Greece is on course to economic recovery after reaching the end of its third bailout next month according to the key official in charge of providing financial assistance to euro area countries with financial problems. Klaus Regling, director of the European Stability Mechanism and its temporary predecessor the European Financial Stability Facility during the height of the financial crisis, was interviewed in German newspaper Handelsblatt.
He was quoted by Greek centre-right newspaper Kathimerini on Wednesday (4 June) as criticizing the Greek government and its former finance minister Yanis Varoufakis for having “embarked on a wrong path for six months, costing the Greeks billions” in 2015.
Things improved only after the government agreed to a new austerity program and painful structural reforms. Regling described Greece, contrary to other countries that had received financial assistance, as a “patient which had spent more than eight years in the intensive care unit”.
“Since 2016, the country whose deficit stood at 15 percent of economic output in 2009 is consistently at a black zero,” he said and is apparently convinced that the patient survived the cure. He did not mention that unemployment is still around 20 %, youth unemployment above 40 % and the national debt an unsustainable 180 % of GDP.
Kathimerini reported in 2016 that a Bank of Greece report showed that nearly half a million Greeks have left the country in search of better opportunities abroad since 2008 due to the financial crisis, with educated professionals among those leading the exodus. That brain drain has continued, making a recovery in Greece even harder.
Asked by The Brussels Times, Yanis Varoufakis declined to comment on the article in Kathimerini and referred to his own recent article (28 June) on the causes of the debt crisis and Greece’s new debt agreement.
“The Greek debt implosion, back in 2010, was the ugly symptom of the eurozone’s design flaws, which is why it triggered a domino effect across the continent. In 2015, the Greeks staged a rebellion, which Europe’s establishment ruthlessly crushed,” he writes.

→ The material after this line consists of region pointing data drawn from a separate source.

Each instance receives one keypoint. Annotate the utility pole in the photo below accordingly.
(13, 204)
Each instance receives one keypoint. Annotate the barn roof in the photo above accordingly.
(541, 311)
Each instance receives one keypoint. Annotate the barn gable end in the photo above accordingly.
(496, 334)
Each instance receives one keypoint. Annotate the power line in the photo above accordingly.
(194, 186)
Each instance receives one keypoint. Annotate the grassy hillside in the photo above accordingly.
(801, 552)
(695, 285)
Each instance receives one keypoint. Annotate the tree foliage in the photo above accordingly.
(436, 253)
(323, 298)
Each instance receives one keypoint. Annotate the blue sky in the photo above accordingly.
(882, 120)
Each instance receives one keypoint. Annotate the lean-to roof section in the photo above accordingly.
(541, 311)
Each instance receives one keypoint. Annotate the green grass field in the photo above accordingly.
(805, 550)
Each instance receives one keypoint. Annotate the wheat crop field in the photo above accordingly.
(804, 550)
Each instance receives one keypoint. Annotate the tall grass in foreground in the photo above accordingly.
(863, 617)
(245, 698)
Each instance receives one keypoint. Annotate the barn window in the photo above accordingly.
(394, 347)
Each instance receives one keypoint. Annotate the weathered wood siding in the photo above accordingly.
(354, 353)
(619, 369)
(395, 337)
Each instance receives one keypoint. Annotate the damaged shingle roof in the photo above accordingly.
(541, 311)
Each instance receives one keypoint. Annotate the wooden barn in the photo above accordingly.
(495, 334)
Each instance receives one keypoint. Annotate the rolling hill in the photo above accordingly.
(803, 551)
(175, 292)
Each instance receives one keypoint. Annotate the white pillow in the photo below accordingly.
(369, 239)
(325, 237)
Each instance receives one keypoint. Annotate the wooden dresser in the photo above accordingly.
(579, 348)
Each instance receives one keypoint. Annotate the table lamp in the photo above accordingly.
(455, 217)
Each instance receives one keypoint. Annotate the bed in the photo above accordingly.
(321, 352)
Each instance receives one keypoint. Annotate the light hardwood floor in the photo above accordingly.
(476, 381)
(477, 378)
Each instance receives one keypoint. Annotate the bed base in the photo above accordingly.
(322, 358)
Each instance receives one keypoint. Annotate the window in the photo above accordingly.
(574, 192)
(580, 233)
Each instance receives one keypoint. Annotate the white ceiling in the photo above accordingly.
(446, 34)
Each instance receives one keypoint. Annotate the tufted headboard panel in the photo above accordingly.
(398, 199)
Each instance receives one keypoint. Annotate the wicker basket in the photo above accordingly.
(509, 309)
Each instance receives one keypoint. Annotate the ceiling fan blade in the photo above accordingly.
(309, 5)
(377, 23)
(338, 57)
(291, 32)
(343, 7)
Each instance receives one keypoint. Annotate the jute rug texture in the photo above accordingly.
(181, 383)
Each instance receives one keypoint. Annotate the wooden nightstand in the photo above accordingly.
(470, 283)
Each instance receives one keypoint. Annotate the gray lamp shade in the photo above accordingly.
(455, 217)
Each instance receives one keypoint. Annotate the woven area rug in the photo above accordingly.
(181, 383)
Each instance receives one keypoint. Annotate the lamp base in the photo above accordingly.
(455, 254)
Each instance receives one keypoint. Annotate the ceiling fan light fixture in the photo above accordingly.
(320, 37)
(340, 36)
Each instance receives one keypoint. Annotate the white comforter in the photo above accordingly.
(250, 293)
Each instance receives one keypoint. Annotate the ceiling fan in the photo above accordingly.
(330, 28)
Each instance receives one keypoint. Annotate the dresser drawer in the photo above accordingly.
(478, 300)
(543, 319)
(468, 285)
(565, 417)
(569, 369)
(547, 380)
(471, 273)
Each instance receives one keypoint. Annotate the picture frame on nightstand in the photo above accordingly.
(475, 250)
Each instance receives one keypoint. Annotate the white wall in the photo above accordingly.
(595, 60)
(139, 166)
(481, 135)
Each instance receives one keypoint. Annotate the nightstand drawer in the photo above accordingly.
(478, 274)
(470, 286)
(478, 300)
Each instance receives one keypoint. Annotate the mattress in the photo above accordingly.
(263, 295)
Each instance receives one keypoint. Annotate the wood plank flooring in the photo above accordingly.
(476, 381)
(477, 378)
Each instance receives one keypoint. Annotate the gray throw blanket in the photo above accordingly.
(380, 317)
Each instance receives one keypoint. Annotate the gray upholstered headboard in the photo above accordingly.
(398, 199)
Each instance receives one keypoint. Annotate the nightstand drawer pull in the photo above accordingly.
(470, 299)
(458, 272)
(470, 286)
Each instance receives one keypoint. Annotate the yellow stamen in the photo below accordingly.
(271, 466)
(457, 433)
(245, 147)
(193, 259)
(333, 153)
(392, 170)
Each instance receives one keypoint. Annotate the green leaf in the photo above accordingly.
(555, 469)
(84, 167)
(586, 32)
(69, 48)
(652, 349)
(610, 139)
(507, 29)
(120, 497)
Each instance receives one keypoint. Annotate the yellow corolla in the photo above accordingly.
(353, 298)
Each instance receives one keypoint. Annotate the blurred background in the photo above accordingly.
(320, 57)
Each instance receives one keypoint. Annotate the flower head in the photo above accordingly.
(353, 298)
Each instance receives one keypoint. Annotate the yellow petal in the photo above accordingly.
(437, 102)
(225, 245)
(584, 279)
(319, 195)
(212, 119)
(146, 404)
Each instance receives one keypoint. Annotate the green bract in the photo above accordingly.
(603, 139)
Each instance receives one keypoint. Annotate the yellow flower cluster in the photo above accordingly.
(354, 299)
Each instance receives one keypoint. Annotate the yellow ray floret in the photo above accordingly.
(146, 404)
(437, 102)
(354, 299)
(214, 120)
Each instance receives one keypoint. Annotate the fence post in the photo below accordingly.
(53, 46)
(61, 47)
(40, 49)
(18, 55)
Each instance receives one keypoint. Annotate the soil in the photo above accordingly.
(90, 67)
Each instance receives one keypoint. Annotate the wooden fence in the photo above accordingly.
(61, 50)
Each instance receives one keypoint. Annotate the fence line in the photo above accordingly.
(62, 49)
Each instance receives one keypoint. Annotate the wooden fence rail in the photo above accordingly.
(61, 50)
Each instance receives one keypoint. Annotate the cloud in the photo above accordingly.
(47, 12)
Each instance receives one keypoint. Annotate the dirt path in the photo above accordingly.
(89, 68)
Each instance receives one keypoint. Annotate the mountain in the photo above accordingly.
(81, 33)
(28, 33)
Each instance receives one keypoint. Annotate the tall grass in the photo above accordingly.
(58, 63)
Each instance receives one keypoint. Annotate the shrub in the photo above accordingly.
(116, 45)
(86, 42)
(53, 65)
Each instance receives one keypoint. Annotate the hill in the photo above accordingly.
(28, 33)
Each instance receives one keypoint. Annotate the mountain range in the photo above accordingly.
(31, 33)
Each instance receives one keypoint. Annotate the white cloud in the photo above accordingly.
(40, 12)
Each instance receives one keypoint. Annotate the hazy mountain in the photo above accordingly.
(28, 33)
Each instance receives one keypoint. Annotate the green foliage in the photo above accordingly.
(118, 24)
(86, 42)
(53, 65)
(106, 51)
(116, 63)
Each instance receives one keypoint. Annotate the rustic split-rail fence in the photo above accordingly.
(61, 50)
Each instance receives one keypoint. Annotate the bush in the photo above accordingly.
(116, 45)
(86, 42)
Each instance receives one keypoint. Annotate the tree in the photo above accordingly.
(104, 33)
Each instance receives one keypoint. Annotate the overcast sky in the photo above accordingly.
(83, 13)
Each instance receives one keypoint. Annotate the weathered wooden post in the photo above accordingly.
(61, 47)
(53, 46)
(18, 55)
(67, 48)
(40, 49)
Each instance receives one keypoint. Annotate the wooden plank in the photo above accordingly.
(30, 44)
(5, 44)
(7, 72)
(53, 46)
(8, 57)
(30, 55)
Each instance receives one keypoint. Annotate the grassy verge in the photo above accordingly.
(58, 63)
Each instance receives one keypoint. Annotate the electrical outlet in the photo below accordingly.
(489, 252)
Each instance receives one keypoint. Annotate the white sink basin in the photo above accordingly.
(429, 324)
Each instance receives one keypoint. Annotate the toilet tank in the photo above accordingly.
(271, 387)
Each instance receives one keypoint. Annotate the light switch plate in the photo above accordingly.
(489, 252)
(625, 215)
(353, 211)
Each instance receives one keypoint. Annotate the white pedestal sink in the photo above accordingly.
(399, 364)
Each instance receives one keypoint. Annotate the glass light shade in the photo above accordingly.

Since 2010, Greece’s creditors have been practicing an extend-and-pretend strategy as though they were training for an Olympic event. “When bankers try to cover up bad loans on their books, they extend new loans to enable their insolvent borrowers to pretend to be servicing the original loan.”
In the new agreement the Greek state has been offered easy repayments until 2033 in exchange for continuing harsh austerity. “Any objective assessment of the Eurogroup’s recent deal on Greek public debt would conclude that it condemns Greece to permanent debt bondage.”
“I do believe the comments by Klaus Regling,” a well-informed citizen in Athens told The Brussels Times. “There is no doubt that the government became poorer but that did not cause a proportional impoverishment of the people in the same period.”
Greek newspapers are painting a contradictory picture of the economic situation, according to this person. On the one hand businesses have been closing in Athens; on the other hand new cafeterias have been opened. Salaries and pensions have been reduced but vacation booking has increased.
“There is a contradiction between reports of signs of people suffering financially and at the same time of signs of financial well-being,” he says. “Young people use high notes to pay for low expenses.”
He thinks that the economic situation will become better, especially if the EU continues its monitoring of the economy, but he is afraid that old habits will not allow his country to take off for good.
But it is difficult to foresee the future. According to the polls, a majority of the population is pessimistic about the future. Next parliamentary elections will be held not later than 20 October 2019.
“The looming question now is what will happen if the governing party Syriza loses next elections since the polls show that it trails behind National Democracy by 10-12 percentage points while internal discord is rampant.”